Reputation: 45
I have real estate properties and their details (17 columns) in a CSV file (nearly half a million entries). One of the columns provides a location but is actually somewhat a bit too detailed. I want to categorize my entries so I want to simplify the location to give me more generic areas. I would have the areas I want to categorize the entries into in a list such as:
keywords = ['Downtown','Park View','Industrial District', ... ]
So ideally I would like to take an entry that has for example Sky Tower Downtown Los Angeles
and then classify it as Downtown
.
So the task is to first detect the keyword in the location
column and then append it to a new column (right beside it if possible). If no keyword is found in the entry, I would to classify it as Other
.
It would look something like this:
Date | Record_Type | Location | Proterty_Type | ... | Price |
---|---|---|---|---|---|
19-Mar-21 | Active Listing | Sky Tower Downtown Los Angeles | Apartment | ... | 15000 |
19-Mar-21 | Active Listing | Central Park Residential Tower, 5th Avenue | Apartment | ... | 17000 |
20-Mar-21 | Active Listing | Meadow Gardens, Park View | Villa | ... | 125000 |
To something like:
Date | Record_Type | Location | Area | Proterty_Type | ... | Price |
---|---|---|---|---|---|---|
19-Mar-21 | Active Listing | Sky Tower Downtown Los Angeles | Downtown | Apartment | ... | 15000 |
19-Mar-21 | Active Listing | Central Park Residential Tower, 5th Avenue | Other | Apartment | ... | 17000 |
20-Mar-21 | Active Listing | Meadow Gardens, Park View | Park View | Villa | ... | 125000 |
Finally it saves it all to a new csv file. I would also ideally like yo use pandas
to read/write on the csv.
Thanks in advance!
Edit: I have tried methods such as the following threads, but I get errors and I don't know whats wrong, so Im open to fresh ideas.

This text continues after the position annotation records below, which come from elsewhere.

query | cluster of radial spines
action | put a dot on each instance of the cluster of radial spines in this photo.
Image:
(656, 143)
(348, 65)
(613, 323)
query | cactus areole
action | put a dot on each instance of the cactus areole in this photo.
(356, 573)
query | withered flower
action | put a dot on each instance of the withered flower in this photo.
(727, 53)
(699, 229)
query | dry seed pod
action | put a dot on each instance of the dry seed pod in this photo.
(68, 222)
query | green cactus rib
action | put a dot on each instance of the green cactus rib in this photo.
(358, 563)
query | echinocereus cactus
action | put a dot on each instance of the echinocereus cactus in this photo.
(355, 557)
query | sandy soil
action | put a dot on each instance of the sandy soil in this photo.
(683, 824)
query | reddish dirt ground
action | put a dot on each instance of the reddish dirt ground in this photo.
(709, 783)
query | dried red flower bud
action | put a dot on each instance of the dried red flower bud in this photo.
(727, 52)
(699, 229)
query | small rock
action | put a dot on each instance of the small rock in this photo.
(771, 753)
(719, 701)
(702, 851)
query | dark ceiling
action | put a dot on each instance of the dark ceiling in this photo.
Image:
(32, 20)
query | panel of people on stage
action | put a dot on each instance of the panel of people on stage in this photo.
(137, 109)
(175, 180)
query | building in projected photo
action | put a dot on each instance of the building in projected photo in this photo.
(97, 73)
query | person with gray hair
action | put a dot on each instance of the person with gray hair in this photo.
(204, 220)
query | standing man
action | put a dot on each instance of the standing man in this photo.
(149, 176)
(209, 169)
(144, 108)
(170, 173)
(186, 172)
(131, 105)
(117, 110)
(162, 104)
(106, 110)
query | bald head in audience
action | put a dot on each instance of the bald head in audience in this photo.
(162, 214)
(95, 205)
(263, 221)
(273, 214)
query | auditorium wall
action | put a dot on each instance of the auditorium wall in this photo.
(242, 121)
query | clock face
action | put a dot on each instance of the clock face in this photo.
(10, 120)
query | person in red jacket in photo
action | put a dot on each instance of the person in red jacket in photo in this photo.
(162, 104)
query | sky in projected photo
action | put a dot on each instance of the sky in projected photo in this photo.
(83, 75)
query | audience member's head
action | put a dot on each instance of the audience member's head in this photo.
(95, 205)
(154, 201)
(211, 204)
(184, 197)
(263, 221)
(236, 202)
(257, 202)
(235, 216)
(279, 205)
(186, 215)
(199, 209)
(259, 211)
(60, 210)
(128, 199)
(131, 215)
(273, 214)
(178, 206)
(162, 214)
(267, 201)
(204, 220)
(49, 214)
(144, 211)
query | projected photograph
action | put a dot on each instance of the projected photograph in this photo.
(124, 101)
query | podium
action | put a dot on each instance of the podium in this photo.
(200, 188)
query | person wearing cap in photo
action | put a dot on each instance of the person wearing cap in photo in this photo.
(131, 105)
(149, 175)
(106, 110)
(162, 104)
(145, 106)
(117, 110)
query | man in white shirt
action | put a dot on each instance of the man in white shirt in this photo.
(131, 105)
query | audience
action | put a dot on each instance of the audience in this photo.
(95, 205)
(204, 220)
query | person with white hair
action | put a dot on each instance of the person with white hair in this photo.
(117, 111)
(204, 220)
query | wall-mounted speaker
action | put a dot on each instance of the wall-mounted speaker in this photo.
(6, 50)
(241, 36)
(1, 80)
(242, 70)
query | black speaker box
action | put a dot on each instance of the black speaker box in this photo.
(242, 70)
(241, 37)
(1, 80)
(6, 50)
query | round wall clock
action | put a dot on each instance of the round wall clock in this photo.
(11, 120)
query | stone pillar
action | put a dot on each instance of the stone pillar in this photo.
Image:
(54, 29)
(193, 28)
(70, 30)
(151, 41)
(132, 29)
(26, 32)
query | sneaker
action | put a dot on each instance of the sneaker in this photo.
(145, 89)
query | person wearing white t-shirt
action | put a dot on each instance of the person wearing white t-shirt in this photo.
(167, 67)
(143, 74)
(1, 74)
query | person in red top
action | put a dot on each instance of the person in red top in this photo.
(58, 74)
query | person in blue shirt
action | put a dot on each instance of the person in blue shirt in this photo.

How to append a new column to a CSV file using Python?
Adding new column to CSV in Python
Upvotes: 1
Views: 415
Reputation: 195408
If you have this datafame:
Date Record_Type Location Proterty_Type Price
0 19-Mar-21 Active Listing Sky Tower Downtown Los Angeles Apartment 15000
1 19-Mar-21 Active Listing Central Park Residential Tower, 5th Avenue Apartment 17000
2 20-Mar-21 Active Listing Meadow Gardens, Park View Villa 125000
Then:
keywords = ["Downtown", "Park View", "Industrial District"]
df.insert(
loc=3,
column="Area",
value=df["Location"].apply(
lambda x: next((kw for kw in keywords if kw in x), "Other")
),
)
print(df)
Creates Area
column next to Location
and prints:
Date Record_Type Location Area Proterty_Type Price
0 19-Mar-21 Active Listing Sky Tower Downtown Los Angeles Downtown Apartment 15000
1 19-Mar-21 Active Listing Central Park Residential Tower, 5th Avenue Other Apartment 17000
2 20-Mar-21 Active Listing Meadow Gardens, Park View Park View Villa 125000
Upvotes: 1